IGF-1 was found to be similar to BDNF in activating Akt and ERK, with maximal activation occurring at 100 ng/ml IGF-1 (Fig. 2A). However, the magnitude of maximal activation of both pathways was smaller than that stimulated by BDNF. This was particularly striking with respect to ERK activation where the magnitude of activation was minor compared with that of BDNF (Fig. 3B).

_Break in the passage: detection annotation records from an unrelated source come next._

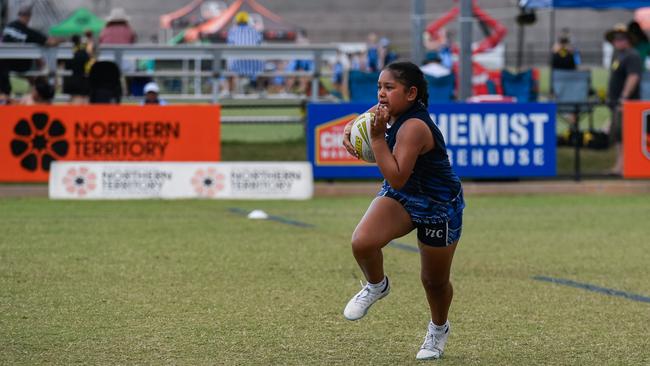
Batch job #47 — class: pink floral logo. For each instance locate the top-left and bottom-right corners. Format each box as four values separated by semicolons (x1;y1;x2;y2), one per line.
192;168;225;197
63;167;97;197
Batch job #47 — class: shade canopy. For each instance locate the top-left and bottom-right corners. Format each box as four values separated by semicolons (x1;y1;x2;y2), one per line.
49;8;106;37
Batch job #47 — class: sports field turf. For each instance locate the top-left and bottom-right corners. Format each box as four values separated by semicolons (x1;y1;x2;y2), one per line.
0;196;650;365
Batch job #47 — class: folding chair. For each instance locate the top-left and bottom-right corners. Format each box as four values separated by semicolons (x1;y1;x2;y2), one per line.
348;70;379;103
424;73;455;103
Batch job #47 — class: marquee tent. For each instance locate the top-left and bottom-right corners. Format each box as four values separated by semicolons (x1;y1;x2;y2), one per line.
185;0;297;42
49;8;106;37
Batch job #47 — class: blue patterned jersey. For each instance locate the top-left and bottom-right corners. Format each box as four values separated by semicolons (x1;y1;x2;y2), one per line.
384;103;461;202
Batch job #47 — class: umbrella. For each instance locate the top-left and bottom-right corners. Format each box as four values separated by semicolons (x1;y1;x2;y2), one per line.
50;8;106;37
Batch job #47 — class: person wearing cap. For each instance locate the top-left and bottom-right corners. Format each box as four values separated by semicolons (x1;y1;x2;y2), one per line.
227;11;264;90
551;36;578;70
605;24;643;175
378;37;399;70
99;8;137;44
142;81;167;105
0;5;63;96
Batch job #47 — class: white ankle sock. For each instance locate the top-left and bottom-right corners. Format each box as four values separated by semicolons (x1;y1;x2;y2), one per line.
368;276;388;291
430;320;449;333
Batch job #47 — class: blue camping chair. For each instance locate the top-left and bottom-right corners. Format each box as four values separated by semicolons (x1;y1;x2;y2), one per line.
424;73;456;103
640;71;650;100
552;70;592;113
501;70;537;103
348;70;379;103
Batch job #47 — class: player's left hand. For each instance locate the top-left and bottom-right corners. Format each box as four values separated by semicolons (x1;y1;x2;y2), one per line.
370;104;390;140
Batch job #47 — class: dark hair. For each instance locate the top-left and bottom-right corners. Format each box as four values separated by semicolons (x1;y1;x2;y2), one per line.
627;20;649;44
34;77;54;102
384;61;429;107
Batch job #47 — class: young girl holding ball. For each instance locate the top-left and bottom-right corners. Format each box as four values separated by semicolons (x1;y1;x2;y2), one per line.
343;62;465;360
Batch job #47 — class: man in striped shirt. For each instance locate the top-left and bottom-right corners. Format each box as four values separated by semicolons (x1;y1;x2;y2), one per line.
227;11;264;90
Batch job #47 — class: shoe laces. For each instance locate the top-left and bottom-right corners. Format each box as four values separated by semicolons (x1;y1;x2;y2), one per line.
420;331;445;352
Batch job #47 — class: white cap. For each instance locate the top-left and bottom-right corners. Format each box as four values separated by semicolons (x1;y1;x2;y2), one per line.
144;81;160;94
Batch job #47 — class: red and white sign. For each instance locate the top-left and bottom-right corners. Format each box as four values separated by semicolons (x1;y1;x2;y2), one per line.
314;113;374;166
49;161;314;199
0;105;221;182
623;102;650;178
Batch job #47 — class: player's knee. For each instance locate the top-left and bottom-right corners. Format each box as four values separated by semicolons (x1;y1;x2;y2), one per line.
420;275;451;294
352;231;377;253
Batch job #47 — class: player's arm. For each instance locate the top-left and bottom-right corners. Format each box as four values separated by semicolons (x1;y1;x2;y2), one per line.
371;114;433;189
343;104;377;159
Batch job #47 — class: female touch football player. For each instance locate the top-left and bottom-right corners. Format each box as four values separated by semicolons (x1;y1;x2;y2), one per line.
343;62;465;360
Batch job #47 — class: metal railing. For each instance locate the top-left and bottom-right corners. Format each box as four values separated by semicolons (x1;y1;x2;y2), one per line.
0;43;338;103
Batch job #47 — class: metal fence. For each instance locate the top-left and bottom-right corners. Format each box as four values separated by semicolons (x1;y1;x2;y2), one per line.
0;43;338;103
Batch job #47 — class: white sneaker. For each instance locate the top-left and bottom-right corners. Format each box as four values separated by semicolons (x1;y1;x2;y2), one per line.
343;277;390;320
415;321;451;360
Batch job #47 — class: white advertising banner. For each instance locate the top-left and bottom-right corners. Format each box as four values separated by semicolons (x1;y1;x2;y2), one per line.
49;161;314;199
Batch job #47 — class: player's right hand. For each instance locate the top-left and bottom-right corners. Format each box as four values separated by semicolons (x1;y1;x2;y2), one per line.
343;120;359;159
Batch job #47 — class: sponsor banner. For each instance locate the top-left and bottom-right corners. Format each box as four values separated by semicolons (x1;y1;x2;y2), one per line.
623;102;650;178
49;161;314;199
307;103;557;178
0;105;221;182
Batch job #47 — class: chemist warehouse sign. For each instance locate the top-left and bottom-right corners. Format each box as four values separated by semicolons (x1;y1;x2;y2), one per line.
307;103;556;178
0;105;220;182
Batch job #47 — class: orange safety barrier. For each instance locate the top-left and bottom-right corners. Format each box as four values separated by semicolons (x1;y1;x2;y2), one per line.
0;105;221;182
623;102;650;178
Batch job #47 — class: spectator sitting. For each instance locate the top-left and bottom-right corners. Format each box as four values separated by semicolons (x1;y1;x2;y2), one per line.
19;77;54;105
366;32;379;72
551;37;576;70
0;5;62;97
627;21;650;66
420;51;451;78
605;24;643;175
99;8;137;44
142;81;167;105
379;37;398;70
227;11;264;90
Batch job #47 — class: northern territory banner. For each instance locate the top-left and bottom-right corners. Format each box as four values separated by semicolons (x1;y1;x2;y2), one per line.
0;105;221;182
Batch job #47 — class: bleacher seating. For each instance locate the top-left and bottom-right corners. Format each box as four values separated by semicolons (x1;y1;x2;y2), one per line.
501;70;537;103
348;70;379;103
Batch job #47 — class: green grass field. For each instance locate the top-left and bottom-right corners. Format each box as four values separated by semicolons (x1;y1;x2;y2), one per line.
0;195;650;365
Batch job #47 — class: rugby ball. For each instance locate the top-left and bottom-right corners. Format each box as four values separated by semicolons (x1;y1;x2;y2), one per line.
350;112;375;163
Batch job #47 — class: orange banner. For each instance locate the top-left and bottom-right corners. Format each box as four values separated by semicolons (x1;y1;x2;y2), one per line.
0;105;221;182
623;102;650;178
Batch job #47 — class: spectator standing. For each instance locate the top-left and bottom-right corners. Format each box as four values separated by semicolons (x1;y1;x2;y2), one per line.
227;11;264;91
551;37;577;70
99;8;137;44
99;8;137;93
0;5;61;97
420;51;451;78
366;32;379;72
605;24;643;175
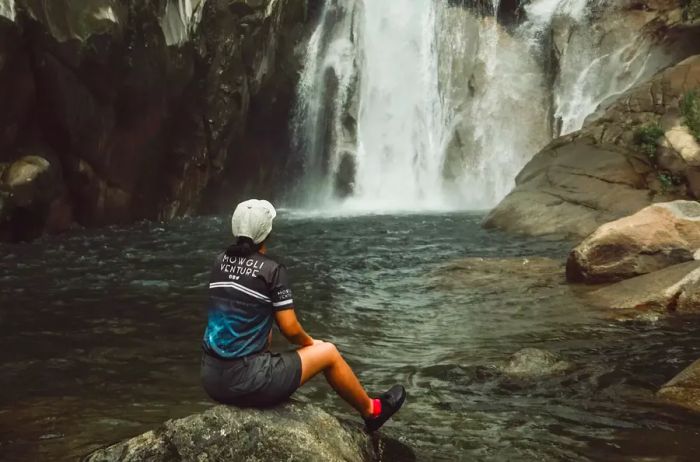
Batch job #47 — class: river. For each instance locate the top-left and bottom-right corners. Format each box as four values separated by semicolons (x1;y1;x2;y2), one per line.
0;211;700;461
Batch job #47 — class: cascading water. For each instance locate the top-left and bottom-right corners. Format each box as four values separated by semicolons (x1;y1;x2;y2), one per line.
295;0;671;210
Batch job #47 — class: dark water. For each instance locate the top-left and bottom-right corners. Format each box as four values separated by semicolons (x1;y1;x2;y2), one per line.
0;213;700;461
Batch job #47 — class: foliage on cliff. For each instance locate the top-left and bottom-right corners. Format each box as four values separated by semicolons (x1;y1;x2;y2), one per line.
683;0;700;21
681;90;700;141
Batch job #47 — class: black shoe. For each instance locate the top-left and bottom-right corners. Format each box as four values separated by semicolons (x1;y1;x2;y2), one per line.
365;385;406;433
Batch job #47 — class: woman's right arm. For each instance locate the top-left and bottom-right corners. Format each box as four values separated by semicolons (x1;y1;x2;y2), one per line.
275;309;314;346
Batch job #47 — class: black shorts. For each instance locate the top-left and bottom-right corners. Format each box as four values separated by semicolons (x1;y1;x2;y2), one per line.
201;351;301;407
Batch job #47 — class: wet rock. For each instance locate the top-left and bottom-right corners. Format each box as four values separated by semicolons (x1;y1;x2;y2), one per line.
498;348;573;378
484;137;651;237
566;201;700;283
590;261;700;313
0;153;73;241
484;54;700;237
657;359;700;412
85;403;375;462
0;0;308;242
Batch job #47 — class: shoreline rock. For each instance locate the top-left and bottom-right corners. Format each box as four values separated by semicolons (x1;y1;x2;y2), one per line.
656;359;700;412
84;402;376;462
590;261;700;314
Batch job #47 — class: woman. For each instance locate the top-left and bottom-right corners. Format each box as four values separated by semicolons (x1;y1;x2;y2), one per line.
201;199;406;432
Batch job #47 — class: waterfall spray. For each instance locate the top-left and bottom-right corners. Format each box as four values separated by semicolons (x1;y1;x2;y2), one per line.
294;0;670;210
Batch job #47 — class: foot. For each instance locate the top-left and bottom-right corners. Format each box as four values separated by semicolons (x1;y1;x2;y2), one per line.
365;385;406;433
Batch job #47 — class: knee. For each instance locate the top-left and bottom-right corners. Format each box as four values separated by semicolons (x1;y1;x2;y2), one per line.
321;342;340;360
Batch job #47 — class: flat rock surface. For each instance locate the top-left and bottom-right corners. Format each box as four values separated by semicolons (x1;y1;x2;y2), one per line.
566;201;700;283
484;55;700;237
85;402;375;462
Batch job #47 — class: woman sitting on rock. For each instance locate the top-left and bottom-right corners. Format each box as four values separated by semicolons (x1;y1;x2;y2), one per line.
201;199;406;431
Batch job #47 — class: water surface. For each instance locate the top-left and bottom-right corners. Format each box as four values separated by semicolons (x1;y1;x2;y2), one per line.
0;213;700;461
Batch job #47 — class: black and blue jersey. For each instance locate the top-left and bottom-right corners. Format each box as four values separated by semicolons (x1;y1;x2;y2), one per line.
203;252;294;359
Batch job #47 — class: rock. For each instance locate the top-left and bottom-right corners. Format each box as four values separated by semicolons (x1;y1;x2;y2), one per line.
85;403;375;462
0;152;73;241
0;0;309;238
566;201;700;283
483;138;652;237
657;359;700;412
498;348;573;378
484;55;700;237
590;261;700;314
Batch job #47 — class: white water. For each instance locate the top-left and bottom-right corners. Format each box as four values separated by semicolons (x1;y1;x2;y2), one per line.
295;0;667;213
350;0;445;208
160;0;206;46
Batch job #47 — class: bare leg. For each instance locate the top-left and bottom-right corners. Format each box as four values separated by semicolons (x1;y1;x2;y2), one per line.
297;342;372;417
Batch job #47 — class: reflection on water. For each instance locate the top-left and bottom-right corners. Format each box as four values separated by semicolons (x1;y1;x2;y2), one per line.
0;213;700;461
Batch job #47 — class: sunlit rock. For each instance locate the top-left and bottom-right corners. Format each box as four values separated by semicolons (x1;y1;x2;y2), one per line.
85;403;376;462
590;261;700;314
657;360;700;412
484;54;700;237
19;0;127;42
498;348;573;379
160;0;206;45
566;201;700;283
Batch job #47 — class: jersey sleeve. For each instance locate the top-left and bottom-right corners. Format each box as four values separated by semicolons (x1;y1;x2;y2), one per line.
270;265;294;311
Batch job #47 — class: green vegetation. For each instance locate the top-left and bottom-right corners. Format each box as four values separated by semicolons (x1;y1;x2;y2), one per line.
682;0;700;21
634;122;684;192
657;170;683;192
681;90;700;141
634;123;664;161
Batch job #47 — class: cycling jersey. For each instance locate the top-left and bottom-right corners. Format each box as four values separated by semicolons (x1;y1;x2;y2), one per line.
203;252;294;359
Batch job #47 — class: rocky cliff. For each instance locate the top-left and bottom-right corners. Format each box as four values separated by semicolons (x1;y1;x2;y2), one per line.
485;56;700;240
0;0;311;240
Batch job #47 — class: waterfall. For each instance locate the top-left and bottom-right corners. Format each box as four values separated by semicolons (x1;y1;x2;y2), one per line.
294;0;671;210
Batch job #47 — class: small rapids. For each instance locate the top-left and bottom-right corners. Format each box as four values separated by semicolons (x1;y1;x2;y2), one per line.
0;215;700;461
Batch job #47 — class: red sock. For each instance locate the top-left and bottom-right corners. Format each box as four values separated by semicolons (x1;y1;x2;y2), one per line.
370;398;382;418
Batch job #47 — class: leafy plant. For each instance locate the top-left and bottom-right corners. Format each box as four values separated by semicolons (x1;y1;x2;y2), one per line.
681;90;700;141
634;123;664;160
657;170;683;192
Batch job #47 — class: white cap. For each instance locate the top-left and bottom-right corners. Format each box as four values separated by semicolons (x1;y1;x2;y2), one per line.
231;199;277;244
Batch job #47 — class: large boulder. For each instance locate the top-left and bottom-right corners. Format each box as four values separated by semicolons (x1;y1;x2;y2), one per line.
657;359;700;412
484;55;700;237
484;137;670;237
85;403;382;462
566;201;700;283
0;153;73;241
590;261;700;314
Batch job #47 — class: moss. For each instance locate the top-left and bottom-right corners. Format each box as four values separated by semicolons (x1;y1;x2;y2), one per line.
682;0;700;21
681;90;700;141
657;170;683;192
634;122;685;192
634;123;664;161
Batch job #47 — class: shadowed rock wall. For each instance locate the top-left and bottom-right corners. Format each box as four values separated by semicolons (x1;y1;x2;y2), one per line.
0;0;309;240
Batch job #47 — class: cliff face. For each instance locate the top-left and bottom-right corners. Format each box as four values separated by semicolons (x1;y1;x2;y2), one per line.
0;0;309;240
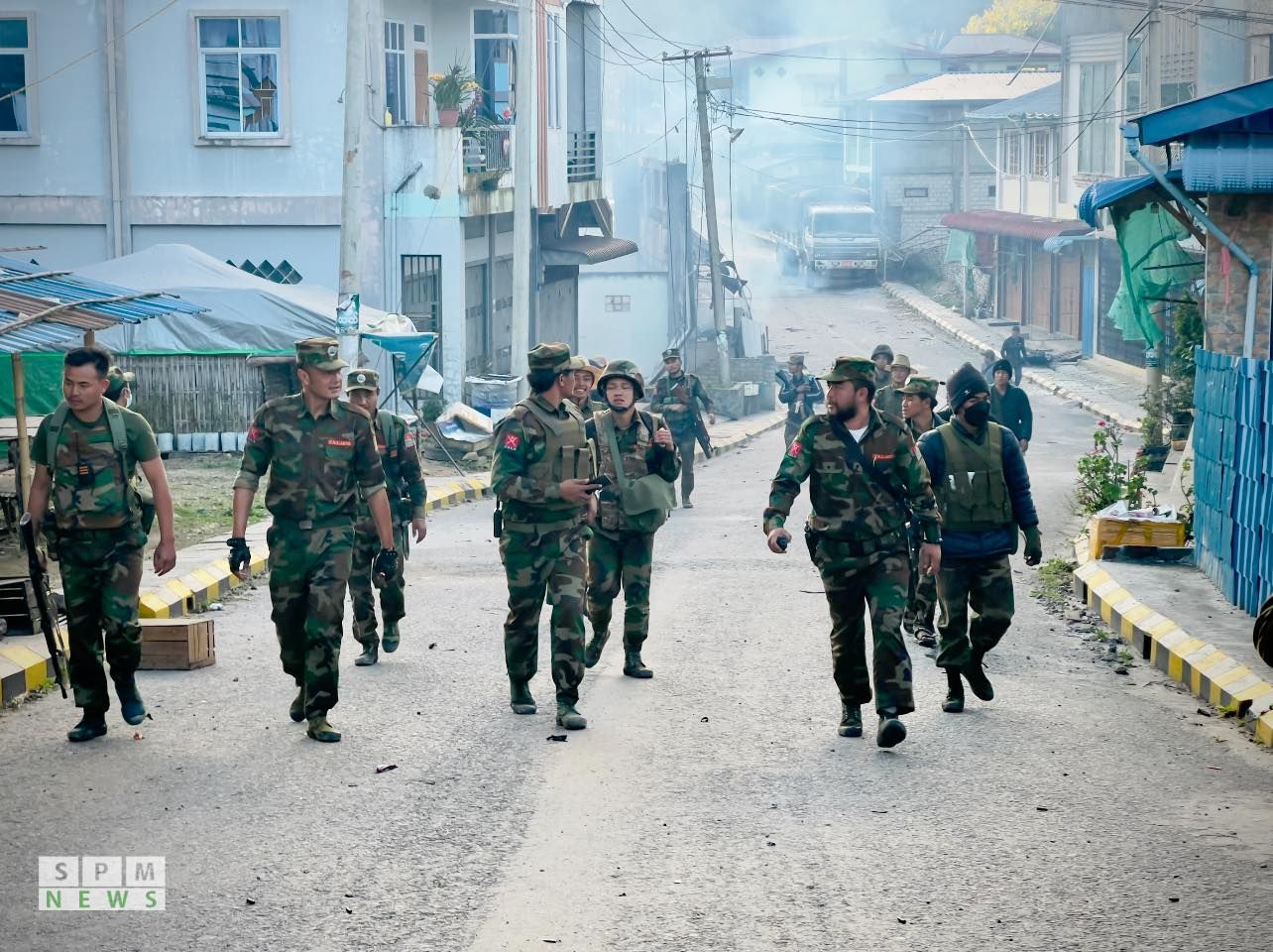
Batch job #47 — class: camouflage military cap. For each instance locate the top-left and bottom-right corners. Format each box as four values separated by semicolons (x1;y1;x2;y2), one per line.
901;377;941;400
345;367;381;391
525;344;572;373
597;360;645;400
296;337;349;370
817;358;874;383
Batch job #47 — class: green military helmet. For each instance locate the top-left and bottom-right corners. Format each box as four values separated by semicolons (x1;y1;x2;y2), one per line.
345;367;381;391
525;342;572;373
817;358;874;383
296;337;349;370
597;360;645;400
901;377;941;403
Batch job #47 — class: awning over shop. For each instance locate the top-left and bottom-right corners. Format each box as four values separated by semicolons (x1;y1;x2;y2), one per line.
942;208;1091;242
539;234;636;265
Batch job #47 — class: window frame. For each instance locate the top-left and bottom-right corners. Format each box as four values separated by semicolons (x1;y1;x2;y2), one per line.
0;10;40;145
189;8;291;148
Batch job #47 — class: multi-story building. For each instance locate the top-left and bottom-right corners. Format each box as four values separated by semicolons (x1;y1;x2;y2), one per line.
0;0;634;399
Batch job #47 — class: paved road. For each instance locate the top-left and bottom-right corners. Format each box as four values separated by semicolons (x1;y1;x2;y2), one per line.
0;262;1273;952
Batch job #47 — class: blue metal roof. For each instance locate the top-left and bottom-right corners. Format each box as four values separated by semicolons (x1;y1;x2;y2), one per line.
1137;79;1273;145
0;257;207;354
1079;170;1180;228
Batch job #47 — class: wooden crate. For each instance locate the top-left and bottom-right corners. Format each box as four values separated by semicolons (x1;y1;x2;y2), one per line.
140;619;216;670
1088;517;1185;558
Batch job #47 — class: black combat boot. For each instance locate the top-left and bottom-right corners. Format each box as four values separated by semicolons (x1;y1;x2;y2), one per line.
875;708;906;747
508;678;537;714
66;708;106;744
964;652;994;701
942;668;964;714
837;701;862;737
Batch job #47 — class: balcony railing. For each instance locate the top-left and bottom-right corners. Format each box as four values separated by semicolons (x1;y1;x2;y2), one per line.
565;132;597;182
465;129;513;174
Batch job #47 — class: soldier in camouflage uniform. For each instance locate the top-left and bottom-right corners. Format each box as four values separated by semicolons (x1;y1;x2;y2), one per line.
345;369;429;668
492;344;600;731
901;377;942;648
919;364;1043;714
649;347;716;509
227;337;399;744
584;360;681;678
27;347;176;742
874;354;915;420
763;358;941;747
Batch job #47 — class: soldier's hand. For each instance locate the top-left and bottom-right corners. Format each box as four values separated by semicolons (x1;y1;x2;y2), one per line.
372;548;399;588
769;530;792;555
152;538;176;575
557;480;597;506
225;536;252;582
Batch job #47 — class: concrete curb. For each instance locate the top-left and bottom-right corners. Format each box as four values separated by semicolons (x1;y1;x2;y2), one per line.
881;282;1140;431
1073;537;1273;746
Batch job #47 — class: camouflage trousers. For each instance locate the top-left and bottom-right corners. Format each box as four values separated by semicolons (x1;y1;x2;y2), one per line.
937;555;1014;668
266;521;354;718
499;523;589;704
902;524;937;634
588;532;654;652
813;538;915;714
349;516;407;646
673;430;699;499
59;527;147;711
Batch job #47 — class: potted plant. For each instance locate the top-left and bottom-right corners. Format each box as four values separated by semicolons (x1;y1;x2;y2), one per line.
429;63;481;129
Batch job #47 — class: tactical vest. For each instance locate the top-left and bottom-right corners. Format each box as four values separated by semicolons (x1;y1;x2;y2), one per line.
45;399;142;531
934;422;1013;532
506;397;593;526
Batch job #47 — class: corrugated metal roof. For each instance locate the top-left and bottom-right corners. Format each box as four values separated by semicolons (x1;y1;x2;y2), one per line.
1137;79;1273;145
942;208;1091;242
870;72;1061;103
1182;132;1273;193
0;257;207;354
968;81;1061;120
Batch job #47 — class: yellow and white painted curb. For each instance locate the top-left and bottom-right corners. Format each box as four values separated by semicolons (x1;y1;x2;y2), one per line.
1075;538;1273;746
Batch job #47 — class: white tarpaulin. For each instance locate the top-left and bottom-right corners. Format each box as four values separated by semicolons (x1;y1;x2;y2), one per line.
75;244;385;354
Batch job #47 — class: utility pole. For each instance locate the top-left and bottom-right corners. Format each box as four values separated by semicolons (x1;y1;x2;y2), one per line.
663;47;731;387
510;0;538;396
336;0;367;376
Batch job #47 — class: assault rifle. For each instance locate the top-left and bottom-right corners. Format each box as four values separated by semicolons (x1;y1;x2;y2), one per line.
18;513;67;697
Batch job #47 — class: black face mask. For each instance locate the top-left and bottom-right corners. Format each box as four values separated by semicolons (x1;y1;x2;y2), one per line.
964;400;990;429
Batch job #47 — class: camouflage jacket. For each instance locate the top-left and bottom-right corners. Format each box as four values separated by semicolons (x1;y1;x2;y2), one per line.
649;373;712;439
587;412;681;532
490;394;592;529
763;412;941;547
234;394;385;522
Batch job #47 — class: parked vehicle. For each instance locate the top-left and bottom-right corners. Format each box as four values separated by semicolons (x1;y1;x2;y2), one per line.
766;184;882;287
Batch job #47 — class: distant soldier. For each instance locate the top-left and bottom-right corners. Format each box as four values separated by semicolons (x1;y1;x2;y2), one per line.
227;337;400;744
649;347;716;509
492;344;600;731
919;364;1043;714
583;360;681;678
763;358;941;747
778;354;822;445
874;354;915;420
27;347;176;742
901;377;942;648
345;369;429;667
870;344;892;392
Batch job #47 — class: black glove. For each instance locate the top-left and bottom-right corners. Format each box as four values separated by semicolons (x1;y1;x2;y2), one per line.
372;548;400;588
225;536;252;575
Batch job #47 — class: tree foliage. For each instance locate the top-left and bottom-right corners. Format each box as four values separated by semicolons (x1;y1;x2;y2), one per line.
964;0;1057;37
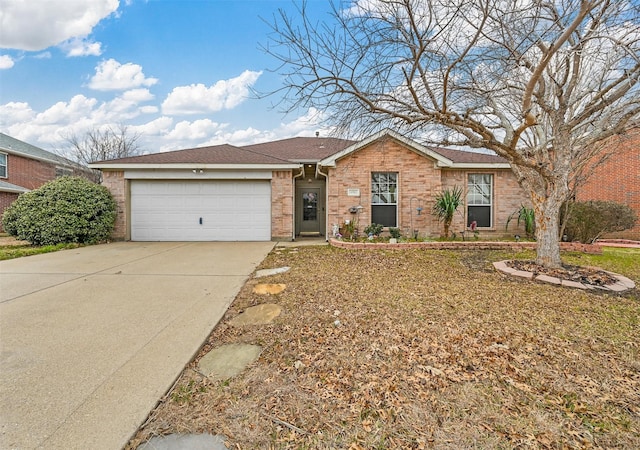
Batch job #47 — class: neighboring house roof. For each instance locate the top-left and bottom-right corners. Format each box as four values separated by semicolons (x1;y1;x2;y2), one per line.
0;180;29;194
90;130;509;169
0;133;85;169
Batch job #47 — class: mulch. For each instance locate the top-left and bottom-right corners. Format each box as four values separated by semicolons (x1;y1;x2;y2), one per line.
506;260;618;286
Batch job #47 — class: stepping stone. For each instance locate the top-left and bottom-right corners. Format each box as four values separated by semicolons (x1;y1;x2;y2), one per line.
253;284;287;295
138;434;228;450
198;344;262;381
254;267;291;278
229;303;282;327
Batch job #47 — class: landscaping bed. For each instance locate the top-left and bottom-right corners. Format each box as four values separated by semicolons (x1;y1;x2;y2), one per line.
127;246;640;449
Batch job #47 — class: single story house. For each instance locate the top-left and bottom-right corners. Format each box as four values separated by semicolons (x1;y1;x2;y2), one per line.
0;133;91;231
90;130;528;241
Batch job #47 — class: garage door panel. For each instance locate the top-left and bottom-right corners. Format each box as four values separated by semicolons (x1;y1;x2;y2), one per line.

The kinetics of activation was also somewhat different from that observed for BDNF. Although activation of Akt was detected between 2 and 5 min, it continued to increase for the first 15 min of treatment and then remained stable for the remainder of the 60-min period of study (Fig. 2B).
We next examined the effect of treating hippocampal neurons simultaneously with BDNF and IGF-1. Initial studies examined cotreatment with maximal concentrations of both peptides to determine whether treatment with BDNF was sufficient to maximally activate neuronal ERK and Akt, such that addition of IGF-1 would have no effect. Five-minute time points were chosen for these studies to achieve maximal BDNF activity. The 5-fold activation of Akt stimulated by BDNF was found to not be the maximum achievable in the cultured neurons. To the contrary, the activation of Akt stimulated by simultaneous treatment with 100 ng/ml IGF-1 and 20 ng/ml BDNF was found to be statistically greater than that achieved by either individual peptide and seemed to be at least additive (Fig. 3). There was a trend toward a similar cumulative increase in ERK activity. However, the interaction was difficult to quantify, in that the magnitude of ERK activation stimulated by BDNF was much larger than that stimulated by IGF-1. Therefore, the difference in activation of ERK stimulated by maximal concentrations of BDNF in the presence versus absence of maximal concentrations of IGF-1 did not reach statistical significance.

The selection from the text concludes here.